Performs a scatter plot on a WCSAxes after computing the points of the catalog. This will perform compute on the catalog, and so may be slow/resource intensive. If the fov or wcs args are set, only the partitions in the catalog visible to the plot will be computed. The scatter points can be colored by a column of the catalog by using the color_col kwarg

Parameters:
  • ra_column (str | None) – The column to use as the RA of the points to plot. Defaults to the catalog’s default RA column. Useful for plotting joined or cross-matched points

  • dec_column (str | None) – The column to use as the Declination of the points to plot. Defaults to the catalog’s default Declination column. Useful for plotting joined or cross-matched points

  • color_col (str | None) – The column to use as the color array for the scatter plot. Allows coloring of the points by the values of a given column.

  • projection (str) – The projection to use in the WCS. Available projections listed at https://docs.astropy.org/en/stable/wcs/supported_projections.html

  • title (str) – The title of the plot

  • fov (Quantity or Sequence[Quantity, Quantity] | None) – The Field of View of the WCS. Must be an astropy Quantity with an angular unit, or a tuple of quantities for different longitude and latitude FOVs (Default covers the full sky)

  • center (SkyCoord | None) – The center of the projection in the WCS (Default: SkyCoord(0, 0))

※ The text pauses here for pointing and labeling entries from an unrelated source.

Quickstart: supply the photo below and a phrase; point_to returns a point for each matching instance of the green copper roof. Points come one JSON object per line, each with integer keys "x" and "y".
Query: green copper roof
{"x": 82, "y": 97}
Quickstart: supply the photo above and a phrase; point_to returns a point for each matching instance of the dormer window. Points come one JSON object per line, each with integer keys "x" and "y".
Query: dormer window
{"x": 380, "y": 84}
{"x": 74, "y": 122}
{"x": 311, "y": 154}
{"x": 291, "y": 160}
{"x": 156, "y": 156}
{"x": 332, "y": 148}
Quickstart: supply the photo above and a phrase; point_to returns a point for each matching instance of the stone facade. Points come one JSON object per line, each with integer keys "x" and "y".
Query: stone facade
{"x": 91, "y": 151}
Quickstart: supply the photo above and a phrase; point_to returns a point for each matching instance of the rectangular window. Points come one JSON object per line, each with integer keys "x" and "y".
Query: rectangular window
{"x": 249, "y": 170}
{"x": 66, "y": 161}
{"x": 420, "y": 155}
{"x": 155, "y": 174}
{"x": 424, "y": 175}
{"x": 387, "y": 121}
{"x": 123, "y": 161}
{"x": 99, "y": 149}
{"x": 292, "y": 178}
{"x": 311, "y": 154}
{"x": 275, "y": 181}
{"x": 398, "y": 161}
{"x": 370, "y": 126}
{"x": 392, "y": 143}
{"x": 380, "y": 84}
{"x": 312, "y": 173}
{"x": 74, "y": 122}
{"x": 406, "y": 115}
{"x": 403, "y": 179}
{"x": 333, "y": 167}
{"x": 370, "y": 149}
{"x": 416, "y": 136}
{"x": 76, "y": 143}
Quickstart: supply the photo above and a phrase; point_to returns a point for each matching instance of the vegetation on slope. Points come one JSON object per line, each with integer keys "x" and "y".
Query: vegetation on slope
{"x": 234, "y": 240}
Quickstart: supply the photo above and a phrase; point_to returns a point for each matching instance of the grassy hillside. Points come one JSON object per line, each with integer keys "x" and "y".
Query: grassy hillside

  • wcs (WCS | None) – The WCS to specify the projection of the plot. If used, all other WCS parameters are ignored and the parameters from the WCS object is used.

  • frame_class (Type[BaseFrame] | None) – The class of the frame for the WCSAxes to be initialized with. if the ax kwarg is used, this value is ignored (By Default uses EllipticalFrame for full sky projection. If FOV is set, RectangularFrame is used)

  • ax (WCSAxes | None) – The matplotlib axes to plot onto. If None, an axes will be created to be used. If specified, the axes must be an astropy WCSAxes, and the wcs parameter must be set with the WCS object used in the axes. (Default: None)

  • fig (Figure | None) – The matplotlib figure to add the axes to. If None, one will be created, unless ax is specified (Default: None)

  • **kwargs – Additional kwargs to pass to creating the matplotlib scatter function. These include c for color, s for the size of hte points, marker for the maker type, cmap and norm if color_col is used

Returns:

Tuple[Figure, WCSAxes] - The figure and axes used for the plot

sort_nested_values(by: str | list[str], ascending: bool | list[bool] = True, na_position: Literal['first'] | Literal['last'] = 'last', ignore_index: bool | None = False, **options) typing_extensions.Self[source]#

Sort nested columns for each row in the catalog.

Parameters:
  • by – str or list[str] Column(s) to sort by.

  • ascending – bool or list[bool], optional Sort ascending vs. descending. Defaults to True. Specify list for multiple sort orders. If this is a list of bools, must match the length of the by.

  • na_position – {‘last’, ‘first’}, optional Puts NaNs at the beginning if ‘first’, puts NaN at the end if ‘last’. Defaults to ‘last’.

  • ignore_index – bool, optional If True, the resulting axis will be labeled 0, 1, …, n - 1. Defaults to False.

  • **options – keyword arguments, optional Additional options to pass to the sorting function.

Returns:

A new catalog where the specified nested columns are sorted.